Digitale Dienste sind heute das Rückgrat unserer Gesellschaft. Sie prägen, wie wir einkaufen, Geld verwalten, kommunizieren oder lernen. Doch in einer zunehmend digitalisierten Welt ist Vertrauen unerlässlich. Gerade deshalb hat Craftzing den Digital Trust Index ins Leben gerufen, um zu messen, wie vertrauenswürdig und inklusiv europäische Websites wirklich sind. Angesichts der Einführung des Europäischen Barrierefreiheitsgesetzes (European Accessibility Act, EAA) am 28.
Juni 2025 stellt sich eine entscheidende Frage: Wie barrierefrei ist das Web heute und sind Unternehmen und Organisationen in Europa für die Anforderungen von morgen gewappnet?

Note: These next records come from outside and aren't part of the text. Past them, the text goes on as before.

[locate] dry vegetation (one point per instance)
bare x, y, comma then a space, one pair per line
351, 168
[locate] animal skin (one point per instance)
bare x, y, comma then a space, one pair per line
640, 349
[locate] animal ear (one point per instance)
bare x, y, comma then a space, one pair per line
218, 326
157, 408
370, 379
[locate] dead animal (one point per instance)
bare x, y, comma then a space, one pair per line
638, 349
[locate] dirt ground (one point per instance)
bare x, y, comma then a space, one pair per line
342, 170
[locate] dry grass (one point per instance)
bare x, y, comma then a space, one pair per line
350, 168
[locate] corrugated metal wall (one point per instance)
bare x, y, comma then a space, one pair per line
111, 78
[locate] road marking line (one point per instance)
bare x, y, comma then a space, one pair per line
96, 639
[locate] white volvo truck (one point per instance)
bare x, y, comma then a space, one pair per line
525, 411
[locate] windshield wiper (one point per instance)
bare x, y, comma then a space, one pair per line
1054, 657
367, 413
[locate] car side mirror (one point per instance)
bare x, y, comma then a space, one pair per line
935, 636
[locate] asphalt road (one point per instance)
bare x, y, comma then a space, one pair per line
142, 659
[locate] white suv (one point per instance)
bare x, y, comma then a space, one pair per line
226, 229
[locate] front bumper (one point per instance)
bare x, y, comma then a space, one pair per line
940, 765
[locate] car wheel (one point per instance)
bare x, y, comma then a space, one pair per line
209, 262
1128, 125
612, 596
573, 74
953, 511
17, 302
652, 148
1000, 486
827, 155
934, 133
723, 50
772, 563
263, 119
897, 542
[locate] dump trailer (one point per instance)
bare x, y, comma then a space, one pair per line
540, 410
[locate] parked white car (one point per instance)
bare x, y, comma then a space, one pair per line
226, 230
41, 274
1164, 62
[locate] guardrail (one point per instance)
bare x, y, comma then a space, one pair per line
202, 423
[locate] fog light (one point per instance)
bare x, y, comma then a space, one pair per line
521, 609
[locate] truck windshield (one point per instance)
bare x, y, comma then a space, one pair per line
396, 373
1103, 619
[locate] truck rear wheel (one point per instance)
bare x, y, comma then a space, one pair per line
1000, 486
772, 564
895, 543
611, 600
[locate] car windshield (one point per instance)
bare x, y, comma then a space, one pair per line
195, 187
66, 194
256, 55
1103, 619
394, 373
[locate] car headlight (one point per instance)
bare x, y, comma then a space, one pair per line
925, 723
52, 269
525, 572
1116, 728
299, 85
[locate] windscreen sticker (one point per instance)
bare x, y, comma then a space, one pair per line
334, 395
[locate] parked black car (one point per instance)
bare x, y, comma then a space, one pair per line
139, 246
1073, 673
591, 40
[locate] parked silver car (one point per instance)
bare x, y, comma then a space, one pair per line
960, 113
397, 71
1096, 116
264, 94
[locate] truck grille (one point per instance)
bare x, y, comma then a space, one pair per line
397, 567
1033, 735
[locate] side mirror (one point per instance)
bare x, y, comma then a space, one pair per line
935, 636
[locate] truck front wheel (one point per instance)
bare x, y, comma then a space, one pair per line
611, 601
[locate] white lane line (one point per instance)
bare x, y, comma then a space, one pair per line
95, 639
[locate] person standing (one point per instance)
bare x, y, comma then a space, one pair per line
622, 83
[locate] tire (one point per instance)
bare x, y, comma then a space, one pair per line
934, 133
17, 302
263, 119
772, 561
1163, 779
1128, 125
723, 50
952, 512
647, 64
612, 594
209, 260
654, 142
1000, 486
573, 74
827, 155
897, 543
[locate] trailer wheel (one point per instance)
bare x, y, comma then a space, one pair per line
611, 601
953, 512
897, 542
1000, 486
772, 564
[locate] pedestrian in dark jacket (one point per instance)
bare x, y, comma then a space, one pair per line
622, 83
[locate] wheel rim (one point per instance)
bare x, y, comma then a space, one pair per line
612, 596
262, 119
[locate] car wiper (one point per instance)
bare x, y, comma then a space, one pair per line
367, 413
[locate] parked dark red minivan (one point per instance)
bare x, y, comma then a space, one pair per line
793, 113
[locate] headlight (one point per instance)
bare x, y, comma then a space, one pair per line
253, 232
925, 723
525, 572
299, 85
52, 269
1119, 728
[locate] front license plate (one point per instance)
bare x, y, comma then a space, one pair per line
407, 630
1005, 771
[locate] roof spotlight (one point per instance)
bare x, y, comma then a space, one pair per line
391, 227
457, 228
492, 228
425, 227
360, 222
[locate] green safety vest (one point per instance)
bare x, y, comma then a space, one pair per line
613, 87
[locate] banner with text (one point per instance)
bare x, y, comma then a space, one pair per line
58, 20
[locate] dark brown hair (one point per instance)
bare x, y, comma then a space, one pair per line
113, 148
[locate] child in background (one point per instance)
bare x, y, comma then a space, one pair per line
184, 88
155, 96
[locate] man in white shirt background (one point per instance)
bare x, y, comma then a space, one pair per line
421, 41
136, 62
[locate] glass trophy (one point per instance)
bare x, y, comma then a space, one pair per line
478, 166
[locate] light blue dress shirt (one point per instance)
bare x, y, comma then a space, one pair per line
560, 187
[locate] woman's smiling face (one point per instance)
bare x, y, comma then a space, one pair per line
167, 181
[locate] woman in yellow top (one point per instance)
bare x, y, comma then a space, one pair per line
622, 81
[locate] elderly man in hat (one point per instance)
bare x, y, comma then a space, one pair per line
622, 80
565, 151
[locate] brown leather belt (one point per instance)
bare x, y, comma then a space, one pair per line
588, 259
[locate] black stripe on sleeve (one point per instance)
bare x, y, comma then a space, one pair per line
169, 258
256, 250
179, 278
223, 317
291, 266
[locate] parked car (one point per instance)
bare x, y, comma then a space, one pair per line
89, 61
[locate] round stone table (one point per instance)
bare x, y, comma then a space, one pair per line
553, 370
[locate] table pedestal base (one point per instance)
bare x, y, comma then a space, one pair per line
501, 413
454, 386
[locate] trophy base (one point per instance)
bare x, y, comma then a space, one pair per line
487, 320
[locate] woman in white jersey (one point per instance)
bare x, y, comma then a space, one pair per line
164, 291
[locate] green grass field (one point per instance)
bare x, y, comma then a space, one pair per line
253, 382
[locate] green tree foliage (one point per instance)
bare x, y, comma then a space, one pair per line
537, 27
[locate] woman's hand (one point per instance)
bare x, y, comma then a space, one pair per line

Der Digital Trust Index 2025 liefert belastbare und erschreckende Antworten auf diese Frage und zeigt eindrücklich, wie groß der Handlungsbedarf weiterhin ist. Die Ergebnisse der Erhebung werfen ein ernüchterndes Bild auf die digitale Zugänglichkeit in Europa. Insgesamt wurden 266.000 europäische Startseiten aus 18 Ländern auf Barrierefreiheit geprüft. Von diesen erfüllten gerade einmal 7 Prozent die definierten Kriterien, was bedeutet, dass 93 Prozent der getesteten Webseiten mindestens einen Barrierefreiheits-Fehler enthielten.
Im Vergleich zum Vorjahr hat sich die Situation nur minimal verbessert, mit einer Verbesserung von weniger als einem Prozent. Das zeigt, dass trotz intensiver Bemühungen der Fortschritt in diesem Bereich schleppend verläuft. Besonders auffällig ist, dass alle getesteten Länder schlechte Werte aufweisen, wenn es um digitale Barrierefreiheit geht. Am besten schneidet die nordische Region mit Norwegen, Finnland und Schweden ab, gefolgt von Belgien, das es gerade noch unter die Top-Fünf geschafft hat. Am unteren Ende des Spektrums finden sich Länder wie die Slowakei, Rumänien und Ungarn.
Der Index berücksichtigt neben Länderunterschieden auch die Analyse verschiedener Wirtschaftszweige. Der öffentliche Sektor erreicht dabei die höchsten Werte und übertrifft den Durchschnitt der anderen Kategorien um rund zehn Prozent. Dies kann unter anderem auf die oftmals strengeren Vorschriften und das größere öffentliche Interesse an barrierefreien Dienstleistungen zurückgeführt werden. Am unteren Ende steht der Einzelhandel, der bis zu drei Prozent unter dem Durchschnitt liegt. Gerade in diesem Bereich, der durch E-Commerce und digitale Verkaufsplattformen geprägt ist, gibt es erhebliche Defizite bezüglich Zugänglichkeit.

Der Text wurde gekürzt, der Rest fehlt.